Certo dia, recebemos a visita do dentista. Perguntava quem desejava ir ao consultório para, eventualmente, tratar de algum dente. Ante o silêncio de todos, enchi-me de coragem e fui com ele. Nesse dia, livrei-me do meu último dente de leite, um molar, que resistia e me incomodava. Chegando a casa, contei para minha mãe, que ficou surpresa e me elogiou. Noutra ocasião, porém, minha reação foi diferente. Quando o tempo prenunciava uma forte tempestade, a professora disse que, quem morasse longe, poderia sair mais cedo para evitar a chuva. Tendo pavor de trovões, disse que morava muito longe. Dez minutos depois, estava em casa, não mais que quinhentos metros da Escola. Minha mãe não ficou surpresa: conhecia o meu medo.

            Lembro ainda dos rostos infantis à minha volta, meninos e meninas experimentando o contato com as primeiras letras. A meu lado, o Daniel, feições orientais e jeito calado. Atrás, um menino engraçado, cujo nome não me lembro, a não ser que parecia mais velho que os demais. Nas horas de folga, eu o via passar pelas ruas do bairro, tabuleiro pendurado no pescoço, vendendo pirulito. Tinha ainda os irmãos Alexandre e a Cristina, esta uma loirinha de cabelos cacheados.

            A primeira professora, D. Maria Izabel Vieira, pouco tempo ficou conosco. Logo veio o Professor Jonas Tayar, muito alegre e habilidoso no trato com as crianças. Mas, também ele, não demorou com a Turma. Veio, então, a jovem professora Neuza (Neuza Fernandes Costa), simpática e também muito talentosa. Esbelta e elegante, sua fisionomia e gestos, compararia depois, se assemelhavam aos da “Professora Helena”, personagem do Programa Carrossel, da TV mexicana, exibido pelo SBT nos anos 80/90. Lembro-me de quando dela me despedi no dia em que fui àquela escola pela última vez, antes de viajar com minha família para o Nordeste. Gentil, como era, disse que ia sentir a minha falta.

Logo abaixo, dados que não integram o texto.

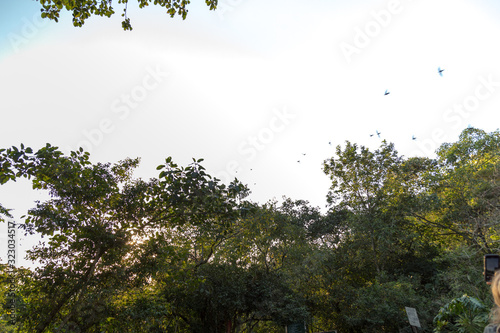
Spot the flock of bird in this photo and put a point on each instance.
(387, 92)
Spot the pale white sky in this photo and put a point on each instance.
(253, 85)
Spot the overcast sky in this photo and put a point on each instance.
(250, 87)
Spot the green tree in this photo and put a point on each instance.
(84, 9)
(464, 314)
(97, 220)
(467, 189)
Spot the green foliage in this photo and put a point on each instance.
(84, 9)
(463, 314)
(183, 252)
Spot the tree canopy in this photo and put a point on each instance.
(81, 10)
(183, 252)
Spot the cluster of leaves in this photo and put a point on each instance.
(183, 252)
(84, 9)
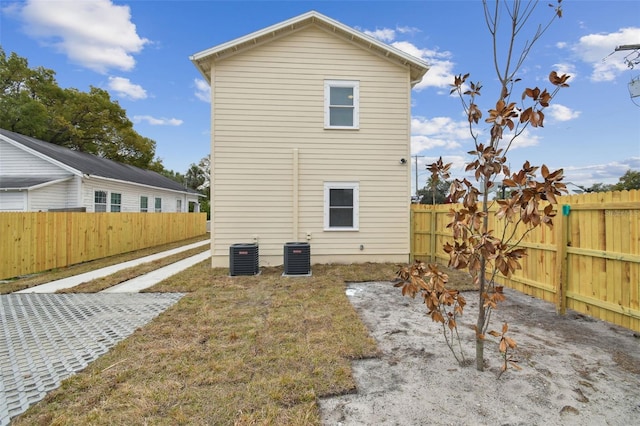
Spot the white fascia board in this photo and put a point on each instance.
(41, 156)
(51, 182)
(291, 23)
(127, 182)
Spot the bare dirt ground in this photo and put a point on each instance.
(575, 370)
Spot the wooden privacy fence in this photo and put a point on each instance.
(39, 241)
(589, 261)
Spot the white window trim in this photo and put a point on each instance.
(144, 209)
(328, 84)
(112, 205)
(355, 186)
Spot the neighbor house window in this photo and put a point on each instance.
(116, 202)
(144, 204)
(100, 201)
(341, 206)
(341, 104)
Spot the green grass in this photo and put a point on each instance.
(248, 350)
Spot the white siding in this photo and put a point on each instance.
(268, 102)
(12, 201)
(131, 195)
(17, 162)
(56, 196)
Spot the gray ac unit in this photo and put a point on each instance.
(297, 259)
(243, 259)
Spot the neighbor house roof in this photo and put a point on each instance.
(83, 163)
(417, 67)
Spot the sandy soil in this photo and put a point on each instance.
(576, 370)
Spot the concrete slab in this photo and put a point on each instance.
(152, 278)
(53, 286)
(45, 338)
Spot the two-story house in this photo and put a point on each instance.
(310, 142)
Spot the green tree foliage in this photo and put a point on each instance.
(426, 194)
(630, 180)
(32, 103)
(198, 179)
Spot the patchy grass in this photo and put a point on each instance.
(57, 274)
(100, 284)
(235, 350)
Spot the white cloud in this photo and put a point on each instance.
(384, 34)
(203, 90)
(608, 173)
(96, 34)
(438, 132)
(440, 67)
(597, 49)
(568, 69)
(525, 139)
(125, 89)
(157, 121)
(561, 113)
(440, 73)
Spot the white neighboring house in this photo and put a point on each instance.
(41, 176)
(310, 141)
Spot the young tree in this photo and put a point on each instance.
(475, 247)
(630, 180)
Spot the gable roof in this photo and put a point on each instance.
(78, 163)
(417, 67)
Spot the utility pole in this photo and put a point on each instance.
(416, 157)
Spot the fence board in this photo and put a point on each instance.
(590, 263)
(39, 241)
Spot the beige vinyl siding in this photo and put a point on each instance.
(268, 101)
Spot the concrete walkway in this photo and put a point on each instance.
(154, 277)
(53, 286)
(45, 338)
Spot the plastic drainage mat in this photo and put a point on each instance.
(45, 338)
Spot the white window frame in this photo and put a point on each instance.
(115, 207)
(355, 186)
(328, 84)
(145, 208)
(104, 205)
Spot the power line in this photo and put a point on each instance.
(416, 157)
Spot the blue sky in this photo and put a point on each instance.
(139, 51)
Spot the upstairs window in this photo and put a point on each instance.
(116, 202)
(144, 204)
(341, 104)
(341, 205)
(100, 201)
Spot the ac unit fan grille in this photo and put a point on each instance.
(243, 259)
(297, 259)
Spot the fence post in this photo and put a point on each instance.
(562, 261)
(432, 235)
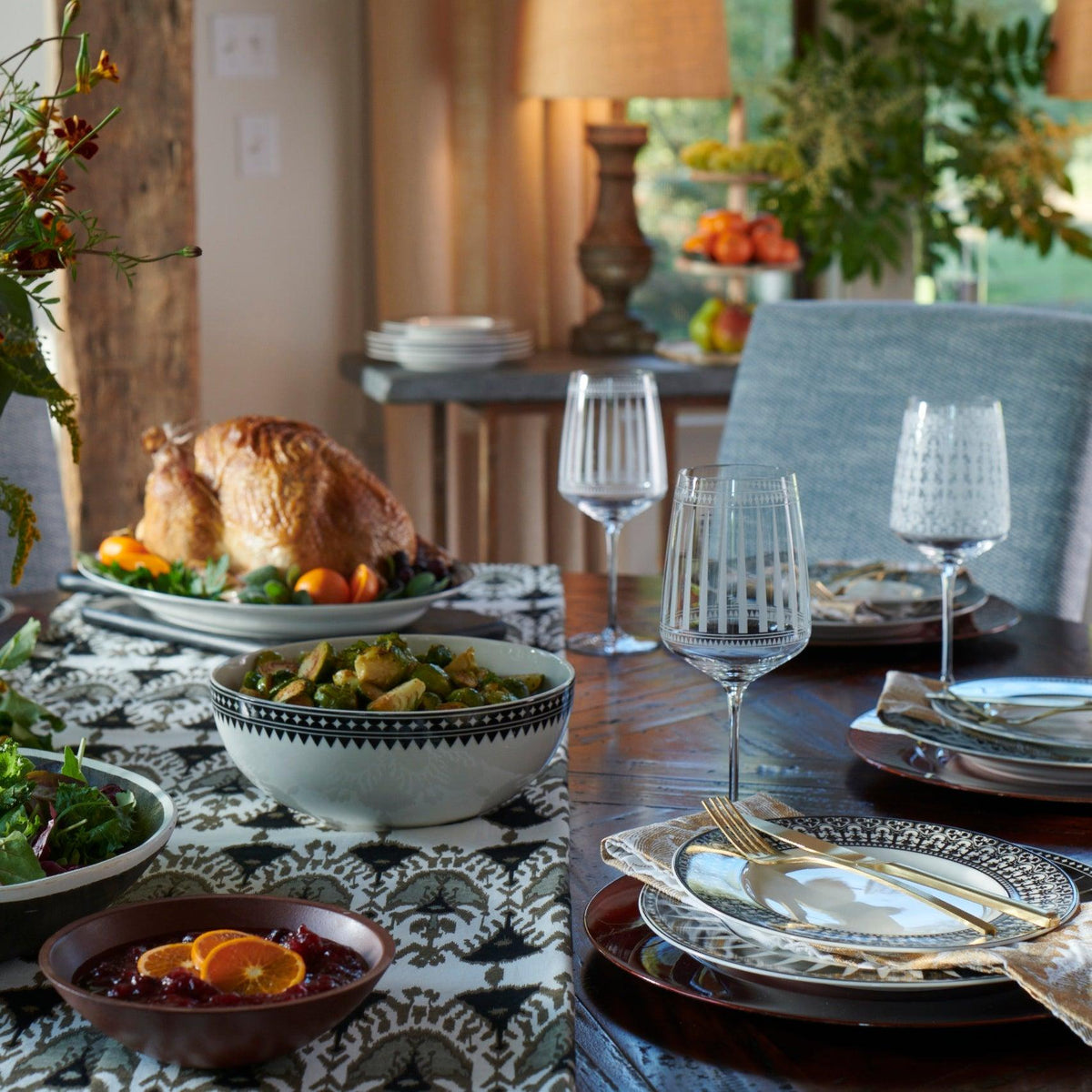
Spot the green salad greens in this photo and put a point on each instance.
(178, 580)
(21, 719)
(53, 820)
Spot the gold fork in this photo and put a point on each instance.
(748, 844)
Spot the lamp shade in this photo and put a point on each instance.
(1069, 69)
(622, 49)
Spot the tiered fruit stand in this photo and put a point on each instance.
(722, 279)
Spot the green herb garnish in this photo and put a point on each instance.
(179, 580)
(25, 721)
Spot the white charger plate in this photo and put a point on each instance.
(900, 753)
(839, 909)
(268, 622)
(1020, 698)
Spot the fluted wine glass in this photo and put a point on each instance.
(950, 496)
(736, 598)
(612, 467)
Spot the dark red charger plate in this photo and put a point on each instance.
(614, 924)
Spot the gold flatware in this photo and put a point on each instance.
(748, 844)
(809, 842)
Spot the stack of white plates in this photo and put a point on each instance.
(449, 343)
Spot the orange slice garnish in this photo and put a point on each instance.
(157, 962)
(252, 966)
(207, 942)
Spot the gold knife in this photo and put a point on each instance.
(863, 861)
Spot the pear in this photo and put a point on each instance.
(702, 325)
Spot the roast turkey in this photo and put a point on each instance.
(266, 490)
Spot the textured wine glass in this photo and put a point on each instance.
(612, 467)
(736, 598)
(950, 497)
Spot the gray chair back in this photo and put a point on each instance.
(28, 459)
(823, 387)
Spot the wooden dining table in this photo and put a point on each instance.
(648, 743)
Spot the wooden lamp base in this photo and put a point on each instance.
(615, 257)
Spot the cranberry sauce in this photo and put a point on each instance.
(114, 973)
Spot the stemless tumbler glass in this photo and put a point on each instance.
(612, 467)
(736, 598)
(950, 496)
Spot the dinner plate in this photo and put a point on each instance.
(907, 614)
(900, 753)
(1051, 760)
(998, 709)
(449, 326)
(893, 585)
(829, 907)
(614, 925)
(703, 935)
(994, 616)
(268, 622)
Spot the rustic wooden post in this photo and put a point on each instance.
(131, 353)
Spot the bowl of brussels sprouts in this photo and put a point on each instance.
(392, 731)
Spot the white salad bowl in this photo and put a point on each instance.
(33, 910)
(360, 770)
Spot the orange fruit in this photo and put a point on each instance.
(207, 942)
(114, 545)
(365, 584)
(323, 585)
(733, 248)
(132, 560)
(157, 962)
(715, 221)
(252, 966)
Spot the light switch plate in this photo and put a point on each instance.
(244, 46)
(259, 146)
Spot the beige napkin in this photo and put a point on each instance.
(825, 609)
(905, 699)
(1055, 969)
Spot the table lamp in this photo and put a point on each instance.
(1069, 69)
(620, 49)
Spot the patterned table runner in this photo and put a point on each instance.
(480, 995)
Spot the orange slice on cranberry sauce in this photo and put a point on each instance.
(157, 962)
(207, 942)
(252, 966)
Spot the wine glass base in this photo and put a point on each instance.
(607, 643)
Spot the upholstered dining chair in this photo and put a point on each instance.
(28, 458)
(823, 387)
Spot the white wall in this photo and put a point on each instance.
(283, 278)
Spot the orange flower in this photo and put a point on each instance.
(75, 129)
(34, 181)
(60, 230)
(105, 70)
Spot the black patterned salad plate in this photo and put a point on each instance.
(827, 907)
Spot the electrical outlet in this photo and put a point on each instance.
(244, 46)
(259, 147)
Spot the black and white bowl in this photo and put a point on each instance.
(365, 770)
(32, 911)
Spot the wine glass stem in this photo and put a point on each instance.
(948, 569)
(612, 529)
(735, 693)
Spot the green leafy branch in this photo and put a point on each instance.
(913, 121)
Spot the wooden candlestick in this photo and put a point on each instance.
(614, 255)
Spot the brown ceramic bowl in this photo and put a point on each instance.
(213, 1037)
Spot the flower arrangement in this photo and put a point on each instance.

            Nunca mais voltei a Campinas e talvez não a veja mais. Entretanto, com os recursos hoje disponíveis, consigo ver como está hoje aquele bairro que deixei em formação, as ruas ainda carentes de pavimentação e a iluminação feita em postes de madeira. O Google Earth me mostra, com incrível precisão, a casa onde eu morava, de número 188, na Rua Amparo. Volto no tempo e me vejo percorrer o pequeno trecho até o seu final, para chegar ao Grupo, já na Rua Piracicaba.

            A escola já existia desde 1957, o ano em que nasci. Aprovando o Projeto de lei nº 279/1957, de autoria do Deputado Cássio Ciampolini, do PSD – Partido Social Democrático, a Assembleia Legislativa de São Paulo denominou o Grupo Escolar de “Padre José dos Santos”. Sancionado pelo Governador Jânio Quadros, tomou a forma de Lei com o Nº 4.378, de 16 de novembro de 1957. Entretanto, o mesmo Governador assina, em 21 de outubro de 1958, o Decreto n. 33.834, dando ao Grupo Escolar a denominação de "Professor Moysés Horta de Macedo". Para corrigir o equívoco, o seu sucessor, Carvalho Pinto, baixou o Decreto Nº 35.337, de 12 de agosto de 1959, tornando sem efeito aquele Diploma Legal. Para a construção do prédio próprio do Grupo Escolar, o Estado, por meio do Decreto Nº 38.533, de 29 de maio de 1961, assinado ainda pelo mesmo Governador Carvalho Pinto, desapropriou uma área de 6.050,00 m², pertencente a Armando dos Santos.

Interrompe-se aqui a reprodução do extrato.